FLEET CI Professor Kourosh Kaantar-zadeh (UNSW Sydney) has been awarded the prestigious 2020 Robert Boyle Prize for Analytical Science by The Royal Society of Chemistry.
Prof Kalantar-zadeh is recognised for his significant influence across multiple fields of engineering.
Contributions to society coming from his research across multiple disciplines include new innovative pollution sensors, transistors, medical devices and optical systems.
Many of these devices are already commercially available and positively impacting peoples' lives worldwide--such as highly sensitive immunosensors, new materials for smart windows and reactors for the deposition of atomically-thin electronic materials.

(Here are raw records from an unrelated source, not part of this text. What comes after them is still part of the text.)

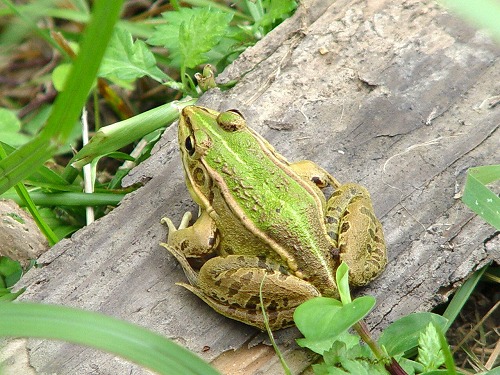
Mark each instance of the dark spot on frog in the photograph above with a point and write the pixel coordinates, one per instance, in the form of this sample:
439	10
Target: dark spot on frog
345	227
284	270
333	235
335	253
248	276
273	305
234	289
252	302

Other innovations are in the final stages of commercialisation, such as ingestible gas sensing capsules used for diagnosing gut disorders.
While Kalantar-Zadeh is internationally recognised in materials sciences, electronics, and transducer research--in particular for his work on liquid metals and 2D semiconductors and sensors--one of his most-satisfying discoveries to date was the invention of an ingestible chemical sensor: the human gas sensing capsule.

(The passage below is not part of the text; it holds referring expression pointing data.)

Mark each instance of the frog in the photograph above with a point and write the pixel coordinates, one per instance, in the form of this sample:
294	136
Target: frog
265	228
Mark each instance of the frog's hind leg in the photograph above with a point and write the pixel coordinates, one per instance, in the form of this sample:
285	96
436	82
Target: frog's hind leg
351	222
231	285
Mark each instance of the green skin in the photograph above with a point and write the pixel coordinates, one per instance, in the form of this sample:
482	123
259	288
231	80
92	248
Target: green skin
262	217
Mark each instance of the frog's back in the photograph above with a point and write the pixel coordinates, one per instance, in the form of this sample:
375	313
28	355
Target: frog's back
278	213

"A highlight of my scientific career was seeing the first signals from the ingestible gas sensing capsule that I had swallowed in response to ingredients of an ice cream that I had eaten!"says Kalantar-zadeh.
TheRobert Boyle Prize for Analytical Science is awarded for outstanding contributions to analytical science. Awarded biennially, the Prize awards the winner £5000, a medal and (usually!) is accompanied by a UK lecture tour. Robert Boyle (1627-1691) is widely regarded as being the first modern chemist and a pioneer of the modern scientific method famously known for Boyle's Law, which relates pressure and temperature.

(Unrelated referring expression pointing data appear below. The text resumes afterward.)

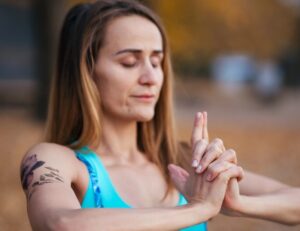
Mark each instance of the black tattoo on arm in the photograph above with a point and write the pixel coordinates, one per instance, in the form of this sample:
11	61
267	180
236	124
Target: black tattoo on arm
27	174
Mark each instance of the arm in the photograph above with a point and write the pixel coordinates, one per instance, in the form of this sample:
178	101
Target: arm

"I feel extremely happy, and at the same time humbled and honoured to be recognised by the Royal Society of Chemistry," says Kalantar-zadeh. "This prize is an extraordinary honour and humbling to see my name among the best in the history of analytical science."
The first recipient of the medal, British-Australian physicist Sir Alan Walsh was the original inventor of atomic absorption spectroscopy.
Within FLEET, Prof Kalantar-zadeh's team at UNSW with collaborators at RMIT develop the fabrication techniques necessary for advanced devices, using electron and ion beam lithography and other tools.
This interdisciplinary nature of FLEET appeals to Kalantar-zadeh: "Fundamentally, new innovations are more multidisciplinary these days. We need expertise of different backgrounds to closely work together for several years in order to create good science. While focus on solving a problem is very important, having access to interdisciplinary knowledge and talents is the key that leads to new discoveries and technologies."
Kourosh Kalantar-zadeh is a 2018 Australian Research Council (ARC) Laureate Fellow and a Professor of Chemical Engineering at UNSW, Sydney, where he directs the Centre for Advanced Solid and Liquid based Electronics and Optics (CASLEO). Formerly, he was a Distinguished Professor of Electronic Engineering at RMIT in Melbourne.
Kalantar-zadeh has co-authored over 425 research articles and reviews and was named among the 1% most-highly-cited researchers internationally by Clarivate Analytics (2018 and 2019). He sits on the editorial boards of Applied Materials Today, ACS Applied Nano Materials, ACS Sensors, Advanced Materials Technologies, Nano-Micro Letters and ACS Nano. Kalantar-zadeh has been awarded the IEEE Sensor Council Achievement Award (2017), ACS Advances in Measurement Science Lectureship Award (Asia-Pacific region, 2018) and the Walter Burfitt Prize from the Royal Society of NSW (2019).